甲状腺は成長促進や新陳代謝を促す甲状腺ホルモンを分泌しています。甲状腺は”喉仏”のすぐ下にあり、ここにできる腫瘍が甲状腺がんです。
比較的進行が遅く予後も良好と一般に知られていますが、それは大半を占める乳頭癌をさします。
未分化癌や低分化癌は、極めて進行が速くまた治療に抵抗します。

種類

●乳頭(にゅうとう)がん
甲状腺がんの約9割を占め、40歳~50歳代の女性に多い傾向があります。ゆっくりと進行するがんですが、比較的リンパ節へ転移しやすい性質です。

●濾胞(ろほう)がん
甲状腺がんの5%を占め、特に高齢者に多く見られます。治療後の経過は良好といえます。しかし、血液とともに転移する性質があり、転移した場合の経過は必ずしもよくありません。

●髄様(ずいよう)がん
甲状腺がんの約1〜2%を占め、カルシウムを調節するホルモンを分泌する細胞ががん化したものです。進行が早く転移を起こしやすい性質があります。

●未分化(みぶんか)がん
甲状腺がんの約1〜2%を占め、進行が早く、全身のあらゆる臓器、部分へ転移する悪性度の極めて高いがんです。

症状

主な症状は、のどのあたりにできるしこりです。それ以外では、のどの違和感や痛み、物が飲み込みにくい、声のかすれなどがあります。がんが進行すると声帯の麻痺や呼吸困難、嚥下障害、痛みなどが伴います。たとえ良性でも、腫瘍が大きくなると気管や食道を圧迫するため、息苦しさや嚥下障害などが現れます。

原因

現在のところ原因は不明ですが、ヨードの過剰摂取や放射線被ばく・遺伝などとも言われています。

生存率

未分化がん以外での術後の5年生存率は約92.1%です。

参考)
地域がん登録によるがん生存率データ(1993年~2002年診断例)

治療

基本的には手術を行い、甲状腺を切除するか、全摘出します。状態に応じてリンパ節も一緒に切除します。
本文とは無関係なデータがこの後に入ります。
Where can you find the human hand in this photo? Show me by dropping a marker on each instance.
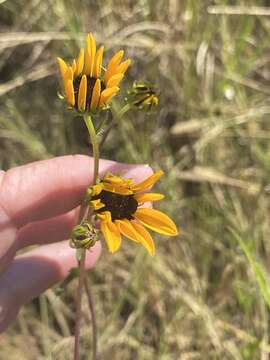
(39, 205)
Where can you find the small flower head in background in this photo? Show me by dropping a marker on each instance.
(143, 96)
(87, 85)
(117, 203)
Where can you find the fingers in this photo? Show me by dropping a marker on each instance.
(48, 188)
(32, 273)
(47, 231)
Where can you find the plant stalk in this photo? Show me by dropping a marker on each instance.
(83, 214)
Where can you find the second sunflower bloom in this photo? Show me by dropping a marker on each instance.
(87, 86)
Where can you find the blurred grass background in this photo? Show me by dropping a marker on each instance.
(206, 294)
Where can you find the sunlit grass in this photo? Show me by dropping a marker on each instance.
(204, 295)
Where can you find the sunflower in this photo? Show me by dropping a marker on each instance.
(87, 85)
(117, 203)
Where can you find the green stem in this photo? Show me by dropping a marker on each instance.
(83, 214)
(79, 306)
(118, 117)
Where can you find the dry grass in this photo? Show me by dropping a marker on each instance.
(204, 295)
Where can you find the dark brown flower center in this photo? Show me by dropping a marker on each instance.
(120, 206)
(90, 87)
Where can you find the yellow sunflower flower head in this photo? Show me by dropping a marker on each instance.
(87, 86)
(118, 202)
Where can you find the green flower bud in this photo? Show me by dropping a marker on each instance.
(83, 236)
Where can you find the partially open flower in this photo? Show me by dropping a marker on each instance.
(117, 202)
(87, 85)
(83, 236)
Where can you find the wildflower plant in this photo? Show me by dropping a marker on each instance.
(113, 205)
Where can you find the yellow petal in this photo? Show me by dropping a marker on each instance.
(95, 95)
(63, 67)
(114, 80)
(91, 49)
(145, 238)
(68, 75)
(127, 230)
(107, 95)
(115, 60)
(74, 67)
(113, 179)
(147, 183)
(80, 62)
(111, 235)
(105, 216)
(97, 204)
(157, 221)
(98, 62)
(70, 93)
(117, 189)
(97, 189)
(141, 198)
(122, 68)
(82, 93)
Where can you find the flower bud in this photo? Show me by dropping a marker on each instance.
(83, 235)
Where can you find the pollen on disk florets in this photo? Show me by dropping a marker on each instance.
(143, 96)
(117, 203)
(87, 86)
(119, 206)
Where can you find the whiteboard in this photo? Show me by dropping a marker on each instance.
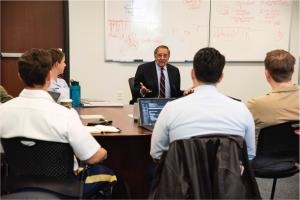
(242, 30)
(247, 30)
(134, 28)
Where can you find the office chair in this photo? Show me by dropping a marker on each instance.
(41, 165)
(205, 167)
(277, 152)
(131, 86)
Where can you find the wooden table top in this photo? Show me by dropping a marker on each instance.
(120, 119)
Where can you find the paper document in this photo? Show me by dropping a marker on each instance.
(91, 117)
(102, 129)
(101, 104)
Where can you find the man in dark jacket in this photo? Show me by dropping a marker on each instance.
(158, 78)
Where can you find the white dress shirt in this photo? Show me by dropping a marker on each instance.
(34, 114)
(167, 82)
(206, 111)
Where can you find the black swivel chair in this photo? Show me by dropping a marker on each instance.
(277, 152)
(131, 86)
(205, 167)
(37, 166)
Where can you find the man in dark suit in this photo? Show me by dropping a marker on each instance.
(158, 78)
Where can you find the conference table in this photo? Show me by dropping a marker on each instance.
(128, 151)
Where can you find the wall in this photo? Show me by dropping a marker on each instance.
(109, 80)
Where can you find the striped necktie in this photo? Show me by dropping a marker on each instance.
(162, 90)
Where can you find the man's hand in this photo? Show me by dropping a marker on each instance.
(188, 91)
(143, 89)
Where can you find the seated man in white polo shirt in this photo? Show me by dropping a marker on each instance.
(34, 114)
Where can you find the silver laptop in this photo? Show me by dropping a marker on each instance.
(54, 95)
(149, 109)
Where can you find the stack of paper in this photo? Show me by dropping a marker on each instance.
(102, 129)
(96, 103)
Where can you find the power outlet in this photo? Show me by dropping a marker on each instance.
(119, 96)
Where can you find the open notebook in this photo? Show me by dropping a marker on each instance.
(149, 109)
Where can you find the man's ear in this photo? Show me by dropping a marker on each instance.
(268, 76)
(20, 77)
(48, 78)
(221, 78)
(193, 75)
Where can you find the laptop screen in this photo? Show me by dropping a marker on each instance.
(150, 108)
(54, 95)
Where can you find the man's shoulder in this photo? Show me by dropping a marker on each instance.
(173, 67)
(152, 63)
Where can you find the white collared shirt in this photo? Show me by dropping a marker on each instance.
(206, 111)
(34, 114)
(167, 82)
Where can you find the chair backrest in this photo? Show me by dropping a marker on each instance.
(279, 139)
(131, 86)
(40, 164)
(195, 168)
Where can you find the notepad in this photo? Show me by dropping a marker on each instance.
(91, 117)
(101, 104)
(102, 129)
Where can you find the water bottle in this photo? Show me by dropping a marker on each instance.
(75, 93)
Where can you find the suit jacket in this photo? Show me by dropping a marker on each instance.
(146, 73)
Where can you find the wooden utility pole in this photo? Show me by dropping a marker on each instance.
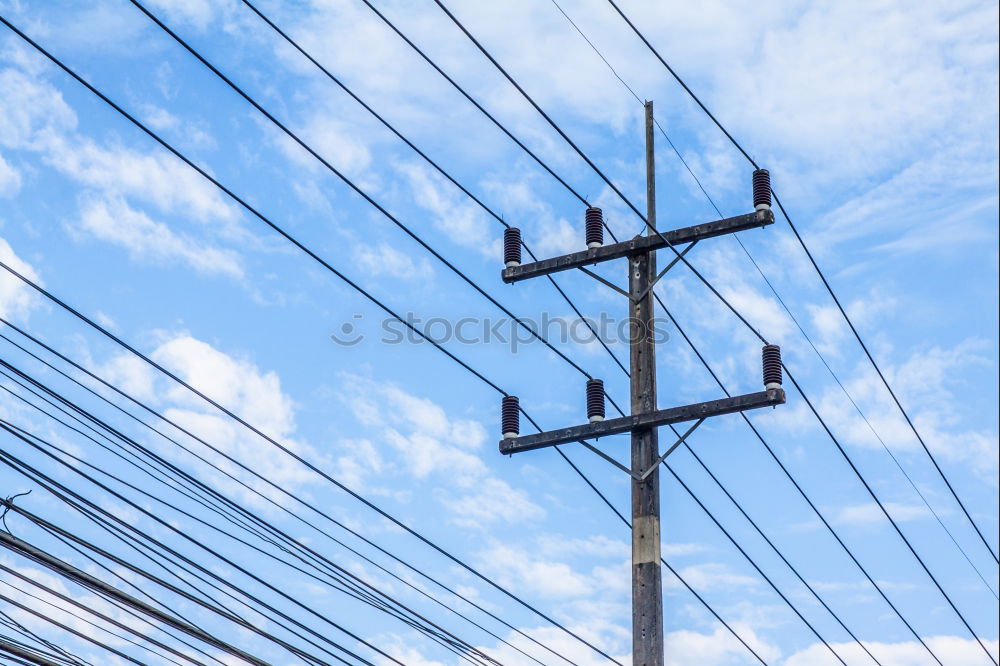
(647, 597)
(646, 416)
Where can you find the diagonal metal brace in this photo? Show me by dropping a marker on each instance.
(663, 272)
(603, 281)
(610, 459)
(644, 475)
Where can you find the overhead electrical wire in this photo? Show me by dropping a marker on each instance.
(725, 301)
(357, 189)
(437, 167)
(57, 531)
(47, 481)
(784, 306)
(185, 160)
(464, 190)
(822, 276)
(80, 461)
(341, 576)
(261, 478)
(329, 267)
(103, 617)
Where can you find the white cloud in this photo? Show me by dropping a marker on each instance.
(459, 218)
(708, 576)
(950, 649)
(717, 648)
(31, 112)
(34, 117)
(870, 514)
(237, 384)
(520, 569)
(385, 260)
(438, 449)
(114, 221)
(10, 179)
(197, 13)
(16, 298)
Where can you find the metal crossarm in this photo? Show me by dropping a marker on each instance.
(638, 245)
(660, 417)
(645, 419)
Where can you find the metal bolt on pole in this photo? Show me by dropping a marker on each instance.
(647, 585)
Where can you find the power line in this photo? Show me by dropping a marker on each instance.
(326, 72)
(50, 483)
(225, 614)
(264, 479)
(802, 492)
(822, 276)
(754, 564)
(356, 188)
(724, 300)
(794, 319)
(329, 267)
(341, 575)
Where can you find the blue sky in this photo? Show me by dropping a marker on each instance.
(878, 122)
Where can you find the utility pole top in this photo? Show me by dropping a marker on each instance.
(646, 416)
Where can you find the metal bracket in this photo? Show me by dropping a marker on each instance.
(603, 281)
(609, 459)
(644, 475)
(638, 245)
(664, 272)
(652, 419)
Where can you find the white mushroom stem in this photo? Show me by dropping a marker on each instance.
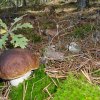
(15, 82)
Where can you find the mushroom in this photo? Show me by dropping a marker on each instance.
(17, 65)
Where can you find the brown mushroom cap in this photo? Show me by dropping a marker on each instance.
(14, 63)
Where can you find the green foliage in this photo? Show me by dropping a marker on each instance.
(82, 31)
(35, 87)
(77, 89)
(15, 39)
(30, 34)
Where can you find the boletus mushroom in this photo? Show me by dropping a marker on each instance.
(17, 65)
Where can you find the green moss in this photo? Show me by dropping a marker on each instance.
(77, 89)
(30, 34)
(35, 87)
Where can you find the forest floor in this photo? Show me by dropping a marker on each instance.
(54, 28)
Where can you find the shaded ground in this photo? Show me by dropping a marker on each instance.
(60, 25)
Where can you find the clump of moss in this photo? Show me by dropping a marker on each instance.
(35, 88)
(77, 89)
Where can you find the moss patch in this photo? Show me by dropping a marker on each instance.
(35, 88)
(77, 89)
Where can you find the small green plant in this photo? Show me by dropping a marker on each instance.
(82, 31)
(77, 89)
(34, 86)
(7, 34)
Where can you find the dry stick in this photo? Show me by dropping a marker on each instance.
(87, 76)
(54, 81)
(46, 89)
(24, 89)
(7, 92)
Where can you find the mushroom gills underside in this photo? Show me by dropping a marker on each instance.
(17, 81)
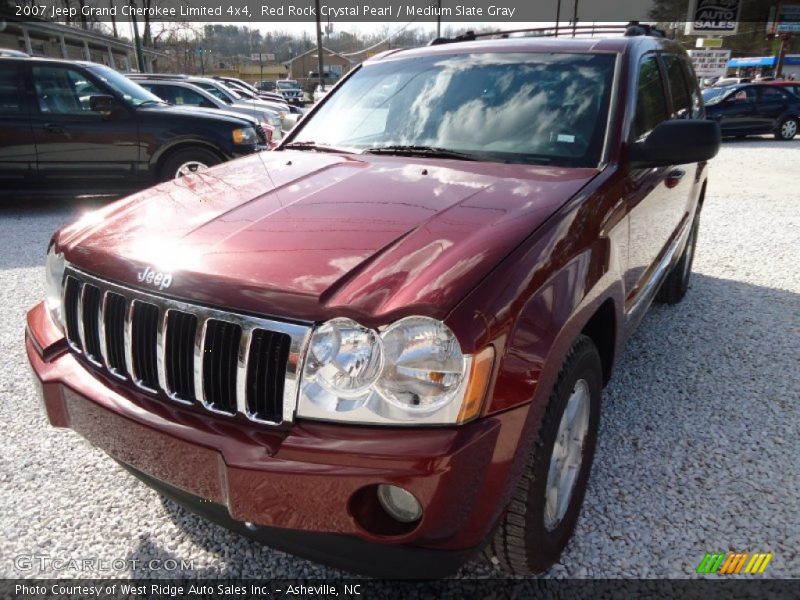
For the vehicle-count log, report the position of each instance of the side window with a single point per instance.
(61, 90)
(651, 106)
(698, 111)
(742, 96)
(9, 90)
(773, 94)
(162, 91)
(678, 88)
(188, 97)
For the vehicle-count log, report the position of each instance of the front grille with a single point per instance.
(223, 362)
(262, 135)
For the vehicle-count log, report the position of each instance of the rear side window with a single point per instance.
(698, 111)
(743, 96)
(773, 93)
(9, 89)
(162, 91)
(188, 97)
(63, 91)
(651, 106)
(678, 87)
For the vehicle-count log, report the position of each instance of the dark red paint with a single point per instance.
(517, 257)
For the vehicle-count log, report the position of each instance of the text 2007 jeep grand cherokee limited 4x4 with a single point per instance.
(383, 345)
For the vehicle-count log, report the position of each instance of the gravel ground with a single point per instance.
(698, 443)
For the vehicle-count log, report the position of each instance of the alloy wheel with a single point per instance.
(567, 456)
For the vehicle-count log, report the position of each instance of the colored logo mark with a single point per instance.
(733, 563)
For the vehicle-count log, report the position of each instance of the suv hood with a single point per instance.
(195, 112)
(309, 236)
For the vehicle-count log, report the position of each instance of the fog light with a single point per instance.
(399, 503)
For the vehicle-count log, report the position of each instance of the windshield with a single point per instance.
(218, 91)
(713, 95)
(131, 92)
(522, 108)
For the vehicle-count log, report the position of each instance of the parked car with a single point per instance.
(788, 85)
(183, 93)
(320, 92)
(80, 125)
(250, 91)
(267, 86)
(728, 81)
(387, 352)
(290, 90)
(754, 109)
(8, 52)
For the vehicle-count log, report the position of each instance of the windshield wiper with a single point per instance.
(313, 146)
(428, 151)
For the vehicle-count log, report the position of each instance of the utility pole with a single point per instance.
(558, 14)
(320, 64)
(574, 17)
(137, 40)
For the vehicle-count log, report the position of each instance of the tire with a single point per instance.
(187, 161)
(530, 538)
(676, 283)
(787, 129)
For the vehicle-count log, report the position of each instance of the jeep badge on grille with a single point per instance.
(156, 278)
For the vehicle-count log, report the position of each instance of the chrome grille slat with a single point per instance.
(199, 343)
(101, 327)
(241, 371)
(144, 338)
(113, 333)
(161, 348)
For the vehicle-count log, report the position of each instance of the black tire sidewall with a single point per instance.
(545, 546)
(172, 162)
(779, 133)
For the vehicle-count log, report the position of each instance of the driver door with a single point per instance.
(76, 145)
(737, 112)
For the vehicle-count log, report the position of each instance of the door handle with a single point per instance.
(674, 177)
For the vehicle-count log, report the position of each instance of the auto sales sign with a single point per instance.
(713, 17)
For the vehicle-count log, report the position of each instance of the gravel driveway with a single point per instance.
(698, 447)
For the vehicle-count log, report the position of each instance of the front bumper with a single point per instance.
(306, 486)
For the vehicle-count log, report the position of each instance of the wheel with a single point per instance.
(787, 129)
(542, 514)
(186, 162)
(676, 282)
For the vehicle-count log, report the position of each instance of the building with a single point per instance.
(765, 65)
(55, 40)
(304, 67)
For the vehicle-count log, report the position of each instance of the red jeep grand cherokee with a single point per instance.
(383, 345)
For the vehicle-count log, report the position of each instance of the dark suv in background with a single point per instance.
(754, 109)
(67, 124)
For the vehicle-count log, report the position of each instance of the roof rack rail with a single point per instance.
(633, 28)
(159, 76)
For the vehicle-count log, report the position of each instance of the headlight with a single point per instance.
(245, 135)
(344, 358)
(54, 274)
(413, 372)
(424, 365)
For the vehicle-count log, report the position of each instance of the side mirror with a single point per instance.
(677, 142)
(289, 121)
(102, 104)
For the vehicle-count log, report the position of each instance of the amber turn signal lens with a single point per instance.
(479, 377)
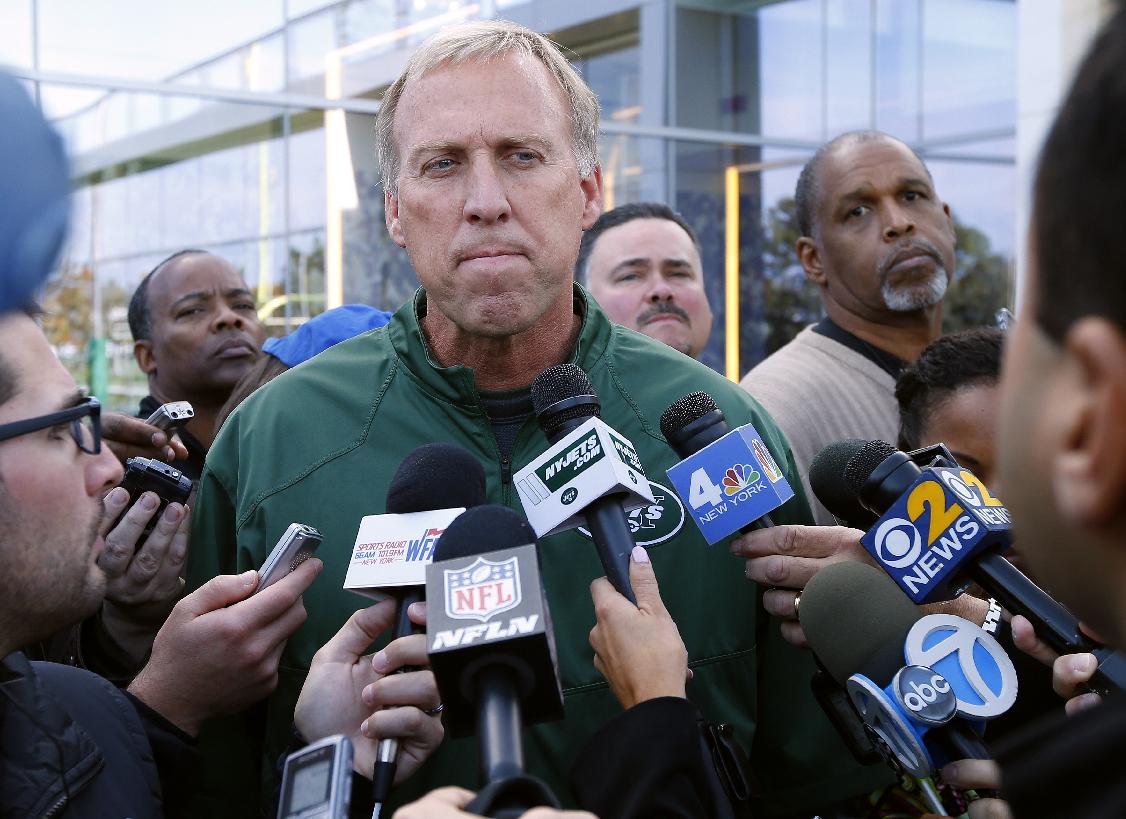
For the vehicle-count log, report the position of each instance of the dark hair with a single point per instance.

ただし、良性の場合は特に治療はせず経過を観察しますが、未分化がんの場合は発見時から周囲への浸潤、遠隔転移している場合が多く、最近では分子標的薬を中心とした薬物治療、放射線治療、そして手術等を合わせた集学的治療が行われます。
当院では、以上の標準治療と併せ、免疫療法の幾つかを駆使しながら治療に当たっていますが、最近に当クリニックで治療している未分化がん患者に対しては、計3種類の分子標的薬と、転移した頸部リンパ節への放射線治療、そして当クリニックでの免疫チェックポイント阻害剤と樹状細胞治療での集学的治療にて、発症後1年ながら寛解状態にあり、完全寛解をも目指そうとしています。